Ignacio Ruiz Quintano
Abc
El Madrid vive su momento Buridán, el escolástico que pasó a la historia de la filosofía porque su asno, equidistante entre dos haces de heno, murió de hambre por no decidirse por uno. Es un momento entre el modelo Hansi, ganador de dos ligas sin bajarse del autobús, propuesto por el antimadridismo, y el modelo José, aquel rocanrol añorado por el madridismo, decepcionado con el aurresku del hijo de Perico Alonso que hace un año nos vendieron como rocanrol. El temple y la humildad de Flick o la pasión y la jactancia de Mou, que sabe, como Corrochano, que aquí es modesto el que no puede ser otra cosa.

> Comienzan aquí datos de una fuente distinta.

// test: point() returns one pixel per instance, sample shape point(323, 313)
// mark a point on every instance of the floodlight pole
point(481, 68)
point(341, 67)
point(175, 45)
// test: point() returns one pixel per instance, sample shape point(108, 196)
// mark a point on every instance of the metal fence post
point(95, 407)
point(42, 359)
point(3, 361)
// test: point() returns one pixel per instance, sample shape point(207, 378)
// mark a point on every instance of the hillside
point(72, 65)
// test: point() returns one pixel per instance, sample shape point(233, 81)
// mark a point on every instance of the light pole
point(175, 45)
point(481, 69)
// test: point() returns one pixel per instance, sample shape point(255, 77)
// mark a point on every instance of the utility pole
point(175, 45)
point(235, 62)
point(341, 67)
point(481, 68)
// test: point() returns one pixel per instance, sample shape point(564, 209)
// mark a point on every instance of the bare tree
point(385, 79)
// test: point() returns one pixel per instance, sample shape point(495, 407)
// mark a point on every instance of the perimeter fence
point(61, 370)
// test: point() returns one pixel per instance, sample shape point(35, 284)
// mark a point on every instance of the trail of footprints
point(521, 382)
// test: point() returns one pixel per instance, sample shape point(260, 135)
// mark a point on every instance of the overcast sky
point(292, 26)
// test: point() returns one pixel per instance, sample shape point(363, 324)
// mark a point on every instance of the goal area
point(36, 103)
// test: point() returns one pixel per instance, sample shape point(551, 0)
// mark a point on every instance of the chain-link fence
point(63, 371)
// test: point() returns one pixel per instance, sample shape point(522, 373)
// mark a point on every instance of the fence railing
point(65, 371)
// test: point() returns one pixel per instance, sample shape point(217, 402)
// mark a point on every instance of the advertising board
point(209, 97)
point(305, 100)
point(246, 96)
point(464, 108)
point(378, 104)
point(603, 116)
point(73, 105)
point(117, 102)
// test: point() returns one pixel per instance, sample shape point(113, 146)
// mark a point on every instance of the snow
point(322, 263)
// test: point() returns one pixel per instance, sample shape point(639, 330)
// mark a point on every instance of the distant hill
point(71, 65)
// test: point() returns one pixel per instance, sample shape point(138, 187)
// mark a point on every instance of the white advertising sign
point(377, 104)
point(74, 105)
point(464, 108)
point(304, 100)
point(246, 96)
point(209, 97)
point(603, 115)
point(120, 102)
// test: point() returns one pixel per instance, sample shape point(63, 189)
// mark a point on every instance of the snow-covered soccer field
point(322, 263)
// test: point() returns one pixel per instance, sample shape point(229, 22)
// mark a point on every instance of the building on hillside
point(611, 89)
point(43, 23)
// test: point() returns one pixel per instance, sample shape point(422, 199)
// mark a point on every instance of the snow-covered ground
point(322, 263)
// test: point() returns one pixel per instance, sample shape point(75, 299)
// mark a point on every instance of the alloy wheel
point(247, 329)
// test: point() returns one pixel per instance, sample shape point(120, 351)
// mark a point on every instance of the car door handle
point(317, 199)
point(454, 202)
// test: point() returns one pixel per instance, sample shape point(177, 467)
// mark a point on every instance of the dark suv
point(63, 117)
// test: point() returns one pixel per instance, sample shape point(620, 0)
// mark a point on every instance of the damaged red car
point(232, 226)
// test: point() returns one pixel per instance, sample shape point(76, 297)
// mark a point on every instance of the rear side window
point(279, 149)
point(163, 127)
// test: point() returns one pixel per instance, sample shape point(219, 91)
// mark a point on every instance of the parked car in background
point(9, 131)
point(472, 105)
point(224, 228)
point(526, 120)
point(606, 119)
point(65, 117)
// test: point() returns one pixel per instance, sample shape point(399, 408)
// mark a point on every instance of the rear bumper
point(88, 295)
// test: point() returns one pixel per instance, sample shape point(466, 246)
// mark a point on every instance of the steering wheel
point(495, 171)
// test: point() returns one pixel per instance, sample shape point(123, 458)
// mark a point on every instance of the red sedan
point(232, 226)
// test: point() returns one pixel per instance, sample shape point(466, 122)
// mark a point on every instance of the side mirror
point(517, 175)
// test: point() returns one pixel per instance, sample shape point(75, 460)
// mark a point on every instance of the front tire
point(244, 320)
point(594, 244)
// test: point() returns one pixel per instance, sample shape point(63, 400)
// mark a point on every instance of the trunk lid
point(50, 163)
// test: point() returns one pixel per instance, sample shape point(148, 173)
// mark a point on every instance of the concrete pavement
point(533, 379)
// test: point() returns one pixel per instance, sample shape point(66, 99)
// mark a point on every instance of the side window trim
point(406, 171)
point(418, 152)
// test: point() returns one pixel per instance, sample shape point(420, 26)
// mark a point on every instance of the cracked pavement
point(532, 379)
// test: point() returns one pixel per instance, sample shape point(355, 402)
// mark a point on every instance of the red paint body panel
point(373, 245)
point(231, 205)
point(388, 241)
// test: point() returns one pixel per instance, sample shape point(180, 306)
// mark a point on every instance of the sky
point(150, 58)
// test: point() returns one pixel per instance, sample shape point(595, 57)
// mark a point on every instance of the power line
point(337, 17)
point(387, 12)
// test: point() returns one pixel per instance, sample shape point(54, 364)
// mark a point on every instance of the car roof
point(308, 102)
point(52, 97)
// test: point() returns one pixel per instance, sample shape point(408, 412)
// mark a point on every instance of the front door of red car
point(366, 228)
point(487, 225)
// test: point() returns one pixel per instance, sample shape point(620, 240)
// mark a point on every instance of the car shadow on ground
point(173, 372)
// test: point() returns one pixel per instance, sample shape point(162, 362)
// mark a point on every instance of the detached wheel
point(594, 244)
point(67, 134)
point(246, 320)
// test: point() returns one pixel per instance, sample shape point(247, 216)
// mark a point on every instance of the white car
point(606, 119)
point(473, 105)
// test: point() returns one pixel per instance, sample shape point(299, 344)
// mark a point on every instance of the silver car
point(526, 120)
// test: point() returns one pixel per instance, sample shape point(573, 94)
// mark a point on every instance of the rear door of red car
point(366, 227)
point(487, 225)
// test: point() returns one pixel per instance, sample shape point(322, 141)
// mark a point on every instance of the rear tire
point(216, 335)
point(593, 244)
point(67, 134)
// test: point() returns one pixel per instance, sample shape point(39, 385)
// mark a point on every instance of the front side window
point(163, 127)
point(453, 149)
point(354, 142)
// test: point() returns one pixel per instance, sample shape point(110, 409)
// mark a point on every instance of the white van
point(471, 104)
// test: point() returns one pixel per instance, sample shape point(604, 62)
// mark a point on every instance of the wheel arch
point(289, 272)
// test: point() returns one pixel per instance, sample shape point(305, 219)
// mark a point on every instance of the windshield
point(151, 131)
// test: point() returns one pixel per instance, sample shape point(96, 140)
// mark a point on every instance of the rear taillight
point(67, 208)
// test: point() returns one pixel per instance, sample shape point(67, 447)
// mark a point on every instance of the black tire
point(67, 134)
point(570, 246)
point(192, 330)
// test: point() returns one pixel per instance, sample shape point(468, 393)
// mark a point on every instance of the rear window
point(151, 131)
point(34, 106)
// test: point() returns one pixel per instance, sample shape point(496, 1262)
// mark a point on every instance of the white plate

En las afueras gusta el temple de Flick, el hombre de Heidelberg, donde la mandíbula, que el fin de semana, mientras en Alemania enterraban a su señor padre, eligió celebrar en el carromato del triunfo, ornado de símbolos antimadridistas, su segunda liga consecutiva. “Recuerda que sólo eres un hombre”, susurraba en la oreja del general romano un criado asignado al efecto. “No creerás que has ganado tú las Ligas de Tenerife”, dicen que le dijo el Napoleón de las Ramblas al Tulipán que pedía un aumento. En cuanto a su machadiana humildad de “homo heidelbergensis”, ésta se ve en su torpe aliño indumentario, pues cualquiera que se lo cruce por la calle lo confundirá con un mecánico de la Volkswagen (el coche del pueblo) en paro, y, sin embargo, ya ven, dos ligas en dos años, a sólo dos ya de las levantadas por Cruyff, aquél que dijo: “Mourinho is a coach of trophies, noto f football”.

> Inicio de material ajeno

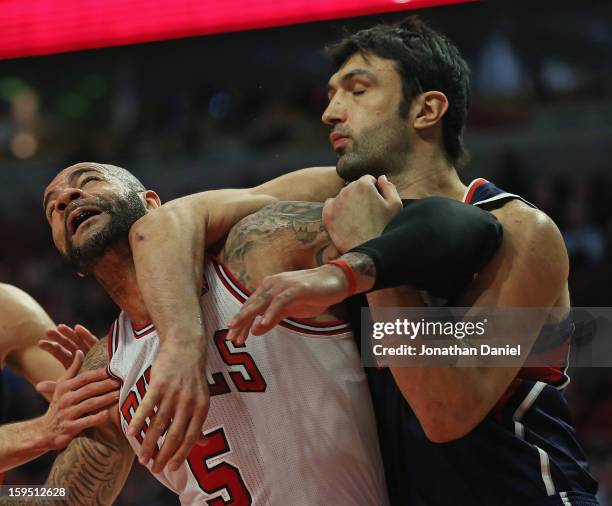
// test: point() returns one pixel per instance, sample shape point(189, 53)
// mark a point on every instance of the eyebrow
point(350, 75)
point(71, 180)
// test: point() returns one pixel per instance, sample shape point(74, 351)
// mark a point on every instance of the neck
point(427, 174)
point(117, 275)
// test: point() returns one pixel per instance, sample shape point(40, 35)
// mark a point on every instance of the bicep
point(95, 465)
point(315, 184)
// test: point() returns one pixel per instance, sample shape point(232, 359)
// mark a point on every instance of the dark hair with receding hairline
point(426, 61)
point(125, 176)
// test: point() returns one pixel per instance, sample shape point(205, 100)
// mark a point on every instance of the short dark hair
point(426, 60)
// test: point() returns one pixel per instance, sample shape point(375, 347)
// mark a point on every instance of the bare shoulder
point(531, 267)
point(15, 302)
point(532, 233)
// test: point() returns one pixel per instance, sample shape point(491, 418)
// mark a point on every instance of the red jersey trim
point(296, 324)
point(471, 189)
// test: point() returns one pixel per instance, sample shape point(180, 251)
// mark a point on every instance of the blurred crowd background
point(237, 109)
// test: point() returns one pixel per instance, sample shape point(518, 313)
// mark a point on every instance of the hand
point(79, 401)
point(177, 399)
point(64, 341)
point(361, 211)
point(302, 294)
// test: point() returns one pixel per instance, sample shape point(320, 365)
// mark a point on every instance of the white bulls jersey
point(290, 420)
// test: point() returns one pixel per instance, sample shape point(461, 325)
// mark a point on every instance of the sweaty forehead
point(367, 64)
point(69, 176)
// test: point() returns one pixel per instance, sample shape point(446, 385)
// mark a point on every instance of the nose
point(65, 197)
point(334, 113)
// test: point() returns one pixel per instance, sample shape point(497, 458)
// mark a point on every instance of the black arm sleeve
point(435, 244)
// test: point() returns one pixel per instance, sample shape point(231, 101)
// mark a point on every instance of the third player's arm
point(95, 465)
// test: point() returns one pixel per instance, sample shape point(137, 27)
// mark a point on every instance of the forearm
point(434, 244)
point(93, 472)
point(22, 442)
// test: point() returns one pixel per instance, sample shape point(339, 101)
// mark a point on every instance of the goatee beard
point(122, 215)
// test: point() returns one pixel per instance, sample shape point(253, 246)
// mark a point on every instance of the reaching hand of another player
point(64, 341)
point(302, 294)
point(361, 211)
point(177, 400)
point(79, 401)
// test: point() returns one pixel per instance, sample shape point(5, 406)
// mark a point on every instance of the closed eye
point(89, 180)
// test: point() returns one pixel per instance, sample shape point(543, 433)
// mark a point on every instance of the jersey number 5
point(219, 477)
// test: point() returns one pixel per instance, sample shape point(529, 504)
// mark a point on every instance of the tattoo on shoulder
point(302, 219)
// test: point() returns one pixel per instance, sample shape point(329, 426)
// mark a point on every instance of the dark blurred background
point(238, 109)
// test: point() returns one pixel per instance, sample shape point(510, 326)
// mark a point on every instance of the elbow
point(445, 425)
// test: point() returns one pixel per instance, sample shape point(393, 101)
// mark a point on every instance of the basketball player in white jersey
point(290, 420)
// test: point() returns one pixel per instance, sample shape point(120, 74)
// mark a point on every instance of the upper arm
point(315, 184)
point(95, 465)
point(24, 323)
point(531, 267)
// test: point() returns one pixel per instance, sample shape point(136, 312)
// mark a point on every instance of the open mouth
point(81, 218)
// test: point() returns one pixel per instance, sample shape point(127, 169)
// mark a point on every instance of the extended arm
point(75, 405)
point(434, 243)
point(95, 464)
point(168, 247)
point(24, 323)
point(530, 270)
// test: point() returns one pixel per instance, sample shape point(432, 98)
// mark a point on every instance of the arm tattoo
point(300, 219)
point(95, 465)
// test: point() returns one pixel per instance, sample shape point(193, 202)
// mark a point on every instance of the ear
point(428, 109)
point(152, 200)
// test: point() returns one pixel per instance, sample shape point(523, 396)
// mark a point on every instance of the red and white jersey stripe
point(290, 420)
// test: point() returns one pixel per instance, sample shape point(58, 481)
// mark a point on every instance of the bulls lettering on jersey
point(290, 420)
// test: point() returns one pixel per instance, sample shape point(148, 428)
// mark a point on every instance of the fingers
point(46, 387)
point(240, 325)
point(93, 389)
point(92, 404)
point(58, 351)
point(159, 421)
point(73, 369)
point(275, 312)
point(86, 422)
point(85, 378)
point(86, 338)
point(173, 439)
point(78, 338)
point(193, 436)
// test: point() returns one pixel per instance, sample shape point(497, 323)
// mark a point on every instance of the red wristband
point(348, 272)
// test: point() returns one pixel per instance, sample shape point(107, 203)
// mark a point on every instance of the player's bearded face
point(118, 215)
point(370, 127)
point(377, 149)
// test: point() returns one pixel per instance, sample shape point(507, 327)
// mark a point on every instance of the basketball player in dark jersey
point(398, 103)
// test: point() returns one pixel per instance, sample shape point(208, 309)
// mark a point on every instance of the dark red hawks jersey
point(524, 453)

–Me encanta aprender de genios como Cruyff –contestó el aludido–, pero aún tiene que enseñarme a perder una final de Champions por 4-0.

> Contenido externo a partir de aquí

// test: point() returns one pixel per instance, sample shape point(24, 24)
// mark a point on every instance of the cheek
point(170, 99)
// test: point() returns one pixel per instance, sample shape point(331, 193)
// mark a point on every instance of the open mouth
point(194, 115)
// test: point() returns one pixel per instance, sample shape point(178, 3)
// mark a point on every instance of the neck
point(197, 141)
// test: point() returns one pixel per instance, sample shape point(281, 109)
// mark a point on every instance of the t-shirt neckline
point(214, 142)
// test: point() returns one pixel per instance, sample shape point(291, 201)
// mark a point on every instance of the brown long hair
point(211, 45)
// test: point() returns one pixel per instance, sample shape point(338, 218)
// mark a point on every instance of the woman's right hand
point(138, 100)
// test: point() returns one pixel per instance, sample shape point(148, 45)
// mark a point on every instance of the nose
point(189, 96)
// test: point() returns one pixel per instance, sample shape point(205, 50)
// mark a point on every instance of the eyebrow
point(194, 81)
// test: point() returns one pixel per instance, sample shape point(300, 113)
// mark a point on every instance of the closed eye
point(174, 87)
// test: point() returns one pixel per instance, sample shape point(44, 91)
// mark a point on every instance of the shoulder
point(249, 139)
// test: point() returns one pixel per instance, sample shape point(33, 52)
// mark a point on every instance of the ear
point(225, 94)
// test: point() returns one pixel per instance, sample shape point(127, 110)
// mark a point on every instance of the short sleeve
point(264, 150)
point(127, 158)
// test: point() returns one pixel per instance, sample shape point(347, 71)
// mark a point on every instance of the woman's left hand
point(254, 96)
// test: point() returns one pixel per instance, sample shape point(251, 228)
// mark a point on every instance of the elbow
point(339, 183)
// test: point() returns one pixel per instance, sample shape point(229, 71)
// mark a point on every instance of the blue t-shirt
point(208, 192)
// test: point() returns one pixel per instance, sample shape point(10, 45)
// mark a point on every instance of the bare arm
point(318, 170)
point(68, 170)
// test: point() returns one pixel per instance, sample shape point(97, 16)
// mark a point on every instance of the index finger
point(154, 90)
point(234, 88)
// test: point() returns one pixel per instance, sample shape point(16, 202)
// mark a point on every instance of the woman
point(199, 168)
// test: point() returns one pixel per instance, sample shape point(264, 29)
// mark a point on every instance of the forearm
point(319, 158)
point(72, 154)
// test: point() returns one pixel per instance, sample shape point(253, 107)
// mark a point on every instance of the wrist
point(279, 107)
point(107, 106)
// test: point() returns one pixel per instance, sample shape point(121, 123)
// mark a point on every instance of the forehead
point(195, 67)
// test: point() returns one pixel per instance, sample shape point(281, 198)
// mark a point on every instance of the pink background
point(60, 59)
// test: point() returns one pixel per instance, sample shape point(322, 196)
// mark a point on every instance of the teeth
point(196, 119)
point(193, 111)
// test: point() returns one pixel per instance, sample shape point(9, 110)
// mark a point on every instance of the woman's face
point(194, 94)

Éste es el Mourinho que añora el madridismo, ahora que el vestuario es una topera y que la política de Estado no le va a permitir ganar en suelo español ni el partidillo de los jueves, por lo que su nicho de mercado deberá volcarse en la Champions y en el Mundial de Clubes, aunque sólo fuere por buscar respuestas a su mítico fado de los porqués: “¿Por qué? ¿Por qué Ovrebo? ¿Por qué Busacca? ¿Por qué De Bleeckere? ¿Por qué Stark? ¿Por qué siempre ellos? No sé si es por la publicidad de Unicef o por el poder que tienen en la Uefa. Ojalá algún día pueda obtener una respuesta”.
El mourinhismo es el sebastianismo del Madrid. Un mesianismo, dice la Wikipedia, que se traduce en “una inconformidad con la situación política vigente y una expectativa de salvación milagrosa, a través de la resurrección de un ‘muerto’ ilustre”. Al piperío conchaespinil, ese populacho beatón, sucio y feroz (“que alterna la exposición del Santísimo Sacramento con el culto de los toriles”, en visión de Eça de Queiroz) le tira más el Spandau Ballet de Klopp (un Flick pasado por “Los conceptos fundamentales del materialismo histórico” de Marta Harnecker) que la Amália Rodrigues (“ceniza y fuego”) de Mou. A Mbappé le duraría Klopp en el Bernabéu lo que Spandau Ballet le duró a Tessa en el Rock-Ola), que así es como acabaría todo, por dispersión.
–Así acaba todo –le dice en “Los Maia” Ega a un Carlos da Maia deprimido porque la Gouvarinho se le marcha a Sintra–. Como se acaban las grandes cosas: como eñl Imperio Romano, como el Rin, por dispersión, insensiblemente…
Explica Ancelotti en sus memorias que los equipos de Mourinho preparan tu muerte, y cuando estás cansado, te dan el tiro de gracia. ¿Por qué lo contrataron en su día? Para el italiano, la respuesta es sencilla: “Querían derrotar al Barcelona de Guardiola”. Hoy no se trataría de derrotar al Barcelona de Flick, que tampoco es ningún enemigo, sino al PSG de Luis Enrique.
Una mala noticia antropológica (Mbappé, “el cuarto delantero”, royendo a dientecillo suelto la moqueta del vestuario) y una buena noticia deportiva: Deschamps prescinde para el Mundial de Camavinga (para Deschamps, el mundo es Rabiot y diez más), quien así podrá descansar física y mentalmente para convertirse con Mourinho en el “Box to Box”, mitad Seedorf, mitad Redondo, que lleva dentro.